Something Missing

If you’ve been reading most or all of these posts, you can see that over the period of a few years I’ve built myself an interesting and varied life.  It’s very different from the years when I was working at my long career.  Those where made up of either work and leisure time (pre-kids) or work and family (post-kids).  These Tapas Life years are so much more diverse in their array of activities and their engagement with many more of the opportunities that surround us.

And yet, I found my then newly-named Tapas Life to be missing something.  I didn’t know what, though.  It just felt somehow empty, despite it’s rainbow of enjoyable elements.

The world was fortunately awash with print articles talking about Meaningful Work at that time.  In reading some of those articles, the light bulb started to glow ever so dimly.  My wife actually wrote her doctoral dissertation on a related topic, so I was able to easily explore further at the dinner table.  After enough soak time rattling around in my brain-case, the fully-formed notion that I needed a Meaningful Tapa emerged.

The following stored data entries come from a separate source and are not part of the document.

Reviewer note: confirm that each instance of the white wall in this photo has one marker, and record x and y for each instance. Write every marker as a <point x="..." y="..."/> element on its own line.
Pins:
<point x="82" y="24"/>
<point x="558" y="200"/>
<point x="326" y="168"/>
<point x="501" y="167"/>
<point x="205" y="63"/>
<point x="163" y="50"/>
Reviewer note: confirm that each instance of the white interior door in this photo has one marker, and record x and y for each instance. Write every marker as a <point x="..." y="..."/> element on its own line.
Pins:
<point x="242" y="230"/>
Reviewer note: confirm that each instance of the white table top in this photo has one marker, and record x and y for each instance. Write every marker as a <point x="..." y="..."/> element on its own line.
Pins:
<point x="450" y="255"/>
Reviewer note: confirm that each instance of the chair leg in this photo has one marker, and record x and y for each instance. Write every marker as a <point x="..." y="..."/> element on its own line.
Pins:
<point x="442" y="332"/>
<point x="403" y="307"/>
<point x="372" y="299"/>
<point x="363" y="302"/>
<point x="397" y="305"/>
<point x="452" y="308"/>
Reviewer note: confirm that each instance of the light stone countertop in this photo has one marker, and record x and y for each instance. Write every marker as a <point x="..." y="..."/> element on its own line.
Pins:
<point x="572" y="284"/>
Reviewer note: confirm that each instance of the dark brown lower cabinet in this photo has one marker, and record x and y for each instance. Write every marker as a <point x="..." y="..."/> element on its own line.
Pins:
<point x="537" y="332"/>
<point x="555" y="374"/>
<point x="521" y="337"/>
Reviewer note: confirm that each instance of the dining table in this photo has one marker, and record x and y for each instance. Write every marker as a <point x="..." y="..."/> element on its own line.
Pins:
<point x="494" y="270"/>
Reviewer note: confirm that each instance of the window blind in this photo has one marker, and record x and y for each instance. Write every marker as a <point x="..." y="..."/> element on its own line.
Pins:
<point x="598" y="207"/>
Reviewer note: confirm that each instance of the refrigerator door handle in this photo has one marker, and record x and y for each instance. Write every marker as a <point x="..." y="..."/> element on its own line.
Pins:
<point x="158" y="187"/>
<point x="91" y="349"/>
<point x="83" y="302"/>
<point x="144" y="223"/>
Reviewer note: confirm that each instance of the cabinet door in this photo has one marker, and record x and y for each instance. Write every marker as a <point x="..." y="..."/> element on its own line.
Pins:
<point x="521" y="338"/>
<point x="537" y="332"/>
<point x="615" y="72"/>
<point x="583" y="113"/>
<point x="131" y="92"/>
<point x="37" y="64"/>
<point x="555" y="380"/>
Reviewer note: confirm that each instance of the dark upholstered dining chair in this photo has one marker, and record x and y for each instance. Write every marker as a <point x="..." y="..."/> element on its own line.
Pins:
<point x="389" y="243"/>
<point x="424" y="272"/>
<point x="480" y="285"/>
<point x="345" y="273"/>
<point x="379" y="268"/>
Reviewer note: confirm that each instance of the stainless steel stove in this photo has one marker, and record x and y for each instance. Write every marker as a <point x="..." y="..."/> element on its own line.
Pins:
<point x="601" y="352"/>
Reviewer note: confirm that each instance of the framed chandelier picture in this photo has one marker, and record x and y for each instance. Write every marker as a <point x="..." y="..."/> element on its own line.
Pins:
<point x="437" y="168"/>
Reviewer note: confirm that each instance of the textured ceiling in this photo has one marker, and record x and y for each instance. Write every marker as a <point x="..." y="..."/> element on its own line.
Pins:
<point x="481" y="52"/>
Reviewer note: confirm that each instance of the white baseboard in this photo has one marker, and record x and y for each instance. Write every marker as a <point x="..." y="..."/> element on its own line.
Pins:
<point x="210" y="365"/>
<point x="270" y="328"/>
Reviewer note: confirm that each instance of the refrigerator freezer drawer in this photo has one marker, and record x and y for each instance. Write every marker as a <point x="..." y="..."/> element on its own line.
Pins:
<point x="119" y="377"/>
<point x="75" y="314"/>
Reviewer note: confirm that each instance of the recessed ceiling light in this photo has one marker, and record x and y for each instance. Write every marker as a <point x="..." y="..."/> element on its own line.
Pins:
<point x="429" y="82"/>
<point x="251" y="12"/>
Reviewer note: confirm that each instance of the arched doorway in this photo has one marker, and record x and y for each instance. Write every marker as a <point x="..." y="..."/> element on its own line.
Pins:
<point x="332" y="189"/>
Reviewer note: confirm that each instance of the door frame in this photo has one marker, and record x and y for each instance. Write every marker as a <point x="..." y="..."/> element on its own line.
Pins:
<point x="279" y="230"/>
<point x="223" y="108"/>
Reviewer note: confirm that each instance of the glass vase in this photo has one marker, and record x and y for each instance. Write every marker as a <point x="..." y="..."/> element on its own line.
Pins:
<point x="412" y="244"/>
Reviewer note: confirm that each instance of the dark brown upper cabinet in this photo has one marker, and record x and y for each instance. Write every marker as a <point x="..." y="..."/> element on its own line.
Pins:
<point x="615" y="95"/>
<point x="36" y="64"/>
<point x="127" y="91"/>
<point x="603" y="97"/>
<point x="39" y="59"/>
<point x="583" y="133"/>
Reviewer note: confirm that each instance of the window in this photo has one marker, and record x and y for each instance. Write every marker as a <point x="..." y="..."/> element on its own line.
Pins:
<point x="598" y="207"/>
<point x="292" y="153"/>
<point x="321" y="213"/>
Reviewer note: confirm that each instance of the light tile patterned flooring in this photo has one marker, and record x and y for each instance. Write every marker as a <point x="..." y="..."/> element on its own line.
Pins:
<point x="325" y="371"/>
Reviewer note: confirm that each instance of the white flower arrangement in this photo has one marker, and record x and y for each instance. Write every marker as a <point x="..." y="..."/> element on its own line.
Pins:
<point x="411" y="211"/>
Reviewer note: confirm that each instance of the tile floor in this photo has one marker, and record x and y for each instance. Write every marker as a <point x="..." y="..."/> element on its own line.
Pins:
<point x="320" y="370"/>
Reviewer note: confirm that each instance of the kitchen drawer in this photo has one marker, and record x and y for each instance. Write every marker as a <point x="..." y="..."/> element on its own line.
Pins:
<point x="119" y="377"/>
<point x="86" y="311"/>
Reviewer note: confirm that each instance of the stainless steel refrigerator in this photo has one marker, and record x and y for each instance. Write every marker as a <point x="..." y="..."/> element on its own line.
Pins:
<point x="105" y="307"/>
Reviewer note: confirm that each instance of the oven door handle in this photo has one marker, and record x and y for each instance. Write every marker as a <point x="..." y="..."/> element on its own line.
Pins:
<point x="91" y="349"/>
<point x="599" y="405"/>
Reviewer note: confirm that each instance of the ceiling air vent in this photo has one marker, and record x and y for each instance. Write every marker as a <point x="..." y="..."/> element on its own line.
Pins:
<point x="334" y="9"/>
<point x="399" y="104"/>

Of course, I had no clue what that might be.  I did come to realize that without a Meaningful Tapa, my Tapas Life was incomplete.  Part of the problem was that I had very carefully and with lots of consideration and planning programmed myself to pursue a set of Life Goals back in the mid-1980s, and achieved the last of those in 2000, aged 48.  What made that a “problem” is that there was really nothing else I wanted out of my time on the planet other than the delight of grandchildren, a matter waaaaaay out of my control!  So I had lots of “what’s the point” chatter in my inner dialogue, and this went on rather steadily.  I’m a reasonably upbeat guy, or this might have led to a poor outcome…

The environmentalist part of me also regarded my Tapas Life (thus far, still incomplete) as purely hedonistic, a mere vehicle for consumption of the Earth’s resources.  A leech of sorts, if you will.  Certainly not very flattering and quite dissonant with my values.

As is often the case for an introvert like me, I just kept having silent discussions with myself and chewing on the topic, at length.  This was a frustrating process for me, as I usually have a clue of where I’m heading (I sure as hell had a clue of where I was heading when I way busy going after those life goals!).  This time I did not.

To be sure, my time on the Board and Exec Committee of our synagogue was in some degree meaningful.  My service to our family is definitely meaningful, and yet it is so ingrained as to feel simply that it is a basic part of me, not as though it is something I am doing.  And so some other chunk was missing from my life, something that would become my Meaningful Tapa.